Simply..... Incredible, I cant find differences betwen them !!


----------



## EricValette (Aug 27, 2021)

Circe said:


> Simply..... Incredible, I cant find differences betwen them !!


Thanks a lot, glad you liked it!


----------



## musicalweather (Aug 27, 2021)

Fantastic sounding mockup. I'm envious! I immediately looked into Project Colossal. Would like to read more about it, but there doesn't seem to be much written information about it without subscribing to a newsletter. Guess I'll need to watch the videos.


----------



## emilio_n (Aug 27, 2021)

Best Mockup ever... Congrats!


----------



## Zedcars (Aug 27, 2021)

Really nice work there. Sounds wonderful.

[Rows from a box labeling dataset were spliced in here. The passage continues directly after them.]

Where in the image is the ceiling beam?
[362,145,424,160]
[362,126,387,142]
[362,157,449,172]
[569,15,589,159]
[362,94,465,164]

Please may I ask how long this took to put together. I’m currently working on a Superman March mock-up and it’s taking me a very long time. For example, I spent 6 hours just doing the trombones. I feel like that’s too long, so was wondering how fast other people worked.


----------



## Illico (Aug 28, 2021)

Zedcars said:


> ...
> Please may I ask how long this took to put together. ... I feel like that’s too long, so was wondering how fast other people worked.


I spent about *40 hours* (over 3 weeks during spare time) starting from scratch, with the scores only.
This included multiple steps:
* Preparing the template and creating the instrument tracks (one instance of Kontakt per instrument)
* Creating the associated MIDI tracks for divisi.
* Creating the group tracks, premix bus, mix bus and master bus
* Setting the gain staging.
* Create a tempo track
* MIDI editing of each section (the longer step).
* Mixing and mastering (the shortest step, but probably the worst).

This was my first mockup with CSS instruments, so it tooks times to take in hands.
I would say *between 20h and 30h* is a standard value for me, for a *3mn mockup* (_I used the 4U ProjectTime plugin_).


----------



## Illico (Aug 28, 2021)

Nice job Eric! It's interesting to hear subtle differences between the midi mockups. Did you use a reference audio track for mixing or tempo?


----------



## OleJoergensen (Aug 28, 2021)

Amazing work! Sounds very good and lively. 
Thank you for sharing.


----------



## EricValette (Aug 28, 2021)

musicalweather said:


> Fantastic sounding mockup. I'm envious! I immediately looked into Project Colossal. Would like to read more about it, but there doesn't seem to be much written information about it without subscribing to a newsletter. Guess I'll need to watch the videos.


Thanks a lot!  

Don't hesitate to request @ricoderks directly here on VI-C or write to: [email protected] for more information on this fabulous template


----------



## EricValette (Aug 28, 2021)

OleJoergensen said:


> Amazing work! Sounds very good and lively.
> Thank you for sharing.


Thanks a lot, glad you liked it!


----------



## EricValette (Aug 28, 2021)

emilio_n said:


> Best Mockup ever... Congrats!


Many many thanks Emilio, glad you liked it!  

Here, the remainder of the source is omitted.